Pengetahuan tentang Sebuah Rahasia Umum: Penghilangan Massal 1965–66 di Indonesia – John Rossa

Sebagai sebuah rahasia umum, pembantaian 1965–66 merupakan kejadian yang sulit dimengerti. Banyak informasi tetap tersembunyi sehingga pertanyaan-pertanyaan dasar tidak berhasil dijawab dengan akurat dan teguh. Ambillah pertanyaan: siapakah pelakunya? Film The Act of Killing dengan jelas memperlihatkan bahwa, dalam kasus Medan, kelompok milisi sipillah pelakunya. Tetapi kata-kata pembukaan film tersebut menyebutkan bahwa tentaralah yang bertanggung jawab atas pembantaian antikomunis tersebut. Namun film itu, yang lebih berfokus kepada ingatan kelompok milisi sipil daripada kejadian itu sendiri, tidak menjelaskan apa tepatnya hubungan mereka dengan tentara.

Setelah menonton film itu, beberapa pemirsa mendapat kesan yang keliru bahwa tentara tidak bertanggung jawab. Sebaliknya, Oppenheimer berpikir bahwa rujukan-rujukan ke tentara dalam film tersebut sudah cukup untuk menyampaikan pesan bahwa tentara telah ‘mengkontrakkan’ kerja pembunuhan kepada kelompok milisi (Melvin 2013). Literatur ilmiah tentang masalah ini penuh dengan ketidakpastian tentang identitas para pelaku pembunuhan. Banyak pakar sejarah mengalami kesulitan untuk memahami peranan tentara dan organisasi sipil dalam kekerasan antikomunis.

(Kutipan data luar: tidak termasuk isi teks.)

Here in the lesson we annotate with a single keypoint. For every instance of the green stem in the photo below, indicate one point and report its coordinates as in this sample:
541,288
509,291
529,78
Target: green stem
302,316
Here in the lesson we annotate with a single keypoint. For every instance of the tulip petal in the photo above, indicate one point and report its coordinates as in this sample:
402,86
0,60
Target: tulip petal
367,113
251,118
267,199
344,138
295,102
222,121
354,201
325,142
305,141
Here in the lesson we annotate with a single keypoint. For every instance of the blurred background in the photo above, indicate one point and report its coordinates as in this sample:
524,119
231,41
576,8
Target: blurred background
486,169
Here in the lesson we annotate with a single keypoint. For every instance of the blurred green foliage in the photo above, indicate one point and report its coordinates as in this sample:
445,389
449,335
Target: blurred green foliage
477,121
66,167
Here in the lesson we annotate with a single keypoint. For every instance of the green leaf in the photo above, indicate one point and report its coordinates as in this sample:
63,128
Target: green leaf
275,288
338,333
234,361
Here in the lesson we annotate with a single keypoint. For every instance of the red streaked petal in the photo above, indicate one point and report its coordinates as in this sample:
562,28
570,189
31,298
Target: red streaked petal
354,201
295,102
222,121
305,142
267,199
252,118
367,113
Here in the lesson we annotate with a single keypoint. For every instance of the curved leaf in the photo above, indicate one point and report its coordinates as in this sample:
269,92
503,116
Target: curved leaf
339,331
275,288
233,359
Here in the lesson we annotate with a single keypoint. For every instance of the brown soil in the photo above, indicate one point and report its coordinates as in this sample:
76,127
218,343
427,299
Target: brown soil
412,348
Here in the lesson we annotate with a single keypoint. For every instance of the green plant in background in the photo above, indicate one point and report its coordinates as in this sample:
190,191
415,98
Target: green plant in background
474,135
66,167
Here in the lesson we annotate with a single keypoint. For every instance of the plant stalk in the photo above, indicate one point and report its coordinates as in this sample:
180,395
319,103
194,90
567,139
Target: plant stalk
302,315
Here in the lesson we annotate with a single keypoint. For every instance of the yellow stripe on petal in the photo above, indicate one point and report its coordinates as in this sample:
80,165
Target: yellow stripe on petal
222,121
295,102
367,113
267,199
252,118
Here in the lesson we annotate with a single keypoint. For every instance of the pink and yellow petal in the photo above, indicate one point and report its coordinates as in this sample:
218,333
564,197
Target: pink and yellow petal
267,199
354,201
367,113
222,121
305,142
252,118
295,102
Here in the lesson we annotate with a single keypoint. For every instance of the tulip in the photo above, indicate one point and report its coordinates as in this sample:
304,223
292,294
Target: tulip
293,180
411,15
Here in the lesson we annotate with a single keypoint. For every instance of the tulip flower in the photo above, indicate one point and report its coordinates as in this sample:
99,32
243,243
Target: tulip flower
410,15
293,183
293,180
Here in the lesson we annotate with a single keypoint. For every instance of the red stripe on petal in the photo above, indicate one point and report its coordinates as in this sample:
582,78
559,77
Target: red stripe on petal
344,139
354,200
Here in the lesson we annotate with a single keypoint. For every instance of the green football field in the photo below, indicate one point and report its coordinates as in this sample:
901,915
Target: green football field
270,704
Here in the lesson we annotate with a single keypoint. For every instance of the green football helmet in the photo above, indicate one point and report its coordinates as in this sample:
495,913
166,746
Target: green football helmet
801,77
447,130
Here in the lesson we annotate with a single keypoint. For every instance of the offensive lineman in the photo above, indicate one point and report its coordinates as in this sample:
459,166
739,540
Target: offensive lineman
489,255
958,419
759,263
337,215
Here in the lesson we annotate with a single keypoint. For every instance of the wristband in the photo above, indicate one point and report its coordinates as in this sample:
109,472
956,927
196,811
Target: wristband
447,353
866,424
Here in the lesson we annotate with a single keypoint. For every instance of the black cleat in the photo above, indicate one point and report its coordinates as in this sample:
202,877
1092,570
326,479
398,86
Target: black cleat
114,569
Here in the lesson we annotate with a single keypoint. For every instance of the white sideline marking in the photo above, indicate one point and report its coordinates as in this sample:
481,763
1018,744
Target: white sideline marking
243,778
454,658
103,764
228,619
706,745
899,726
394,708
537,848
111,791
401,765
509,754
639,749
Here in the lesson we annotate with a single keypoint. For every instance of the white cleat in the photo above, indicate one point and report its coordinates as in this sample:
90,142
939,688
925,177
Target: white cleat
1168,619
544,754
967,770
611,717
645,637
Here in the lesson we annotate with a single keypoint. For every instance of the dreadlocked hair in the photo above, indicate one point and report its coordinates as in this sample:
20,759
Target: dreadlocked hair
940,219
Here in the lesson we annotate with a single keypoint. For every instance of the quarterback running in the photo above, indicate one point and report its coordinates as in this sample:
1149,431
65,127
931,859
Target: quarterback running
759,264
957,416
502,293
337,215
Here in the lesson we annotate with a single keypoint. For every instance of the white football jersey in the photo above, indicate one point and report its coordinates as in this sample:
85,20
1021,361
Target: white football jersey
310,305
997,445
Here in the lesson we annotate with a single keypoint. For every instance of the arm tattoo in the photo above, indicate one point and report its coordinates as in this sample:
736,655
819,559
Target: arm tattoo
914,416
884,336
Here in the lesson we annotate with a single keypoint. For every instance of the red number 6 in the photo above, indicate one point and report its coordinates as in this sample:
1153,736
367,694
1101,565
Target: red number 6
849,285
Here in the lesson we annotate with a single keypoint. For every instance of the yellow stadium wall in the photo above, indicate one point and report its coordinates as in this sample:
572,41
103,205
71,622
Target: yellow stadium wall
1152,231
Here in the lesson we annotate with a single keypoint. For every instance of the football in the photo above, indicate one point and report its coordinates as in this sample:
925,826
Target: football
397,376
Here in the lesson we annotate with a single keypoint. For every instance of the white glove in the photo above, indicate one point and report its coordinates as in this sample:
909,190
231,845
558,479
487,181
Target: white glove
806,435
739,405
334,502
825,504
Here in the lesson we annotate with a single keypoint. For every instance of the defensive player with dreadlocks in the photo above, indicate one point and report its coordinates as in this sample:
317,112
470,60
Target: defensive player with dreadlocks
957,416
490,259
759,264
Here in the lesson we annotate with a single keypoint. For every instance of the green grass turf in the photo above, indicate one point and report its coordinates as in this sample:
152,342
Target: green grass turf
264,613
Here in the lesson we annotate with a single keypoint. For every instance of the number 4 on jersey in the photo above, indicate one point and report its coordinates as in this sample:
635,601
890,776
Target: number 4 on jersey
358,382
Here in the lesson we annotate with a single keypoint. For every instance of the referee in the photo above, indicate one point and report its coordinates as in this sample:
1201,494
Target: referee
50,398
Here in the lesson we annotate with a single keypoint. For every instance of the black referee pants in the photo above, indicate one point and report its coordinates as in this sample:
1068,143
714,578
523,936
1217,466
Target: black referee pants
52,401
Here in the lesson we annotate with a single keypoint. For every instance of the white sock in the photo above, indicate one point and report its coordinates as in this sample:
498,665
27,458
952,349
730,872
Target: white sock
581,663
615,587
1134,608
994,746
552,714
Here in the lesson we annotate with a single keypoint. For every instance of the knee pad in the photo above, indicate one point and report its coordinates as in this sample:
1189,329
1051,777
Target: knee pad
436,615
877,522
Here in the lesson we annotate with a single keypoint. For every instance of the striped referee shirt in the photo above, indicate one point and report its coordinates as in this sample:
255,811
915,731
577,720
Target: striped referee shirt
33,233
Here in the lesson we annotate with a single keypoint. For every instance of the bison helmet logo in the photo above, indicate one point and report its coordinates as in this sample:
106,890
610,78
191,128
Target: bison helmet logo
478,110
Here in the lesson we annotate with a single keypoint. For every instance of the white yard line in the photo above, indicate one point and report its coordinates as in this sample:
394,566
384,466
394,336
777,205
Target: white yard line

Apakah tentara memutuskan untuk meluncurkan aksi pembantaian dan kemudian mengatur-atur kelompok milisi ibarat pion ataukah tentara menyerah kepada tekanan dan desakan dari bawah?

Sebagaimana dikemukakan oleh Robert Cribb (2001, 235), “kesulitan yang paling sukar ditangani dalam memahami pembantaian itu adalah menentukan seberapa pentingnya inisiatif tentara dan seberapa pentingnya peran ketegangan lokal.” Jawaban atas pertanyaan ini penting karena akan menentukan apakah kejadian itu merupakan kasus kekerasan yang spontan dan horizontal, yakni “tetangga membunuh tetangga,” ataukah merupakan kasus kekerasan birokratik yang vertikal, yaitu, negara membantai warganya sendiri. Dengan kata lain, apakah pembunuhan itu merupakan kekerasan khaotis ketika rakyat mengamuk, ataukah sebuah kasus genosida politik yang terorganisir dengan baik, ataukah campuran keduanya?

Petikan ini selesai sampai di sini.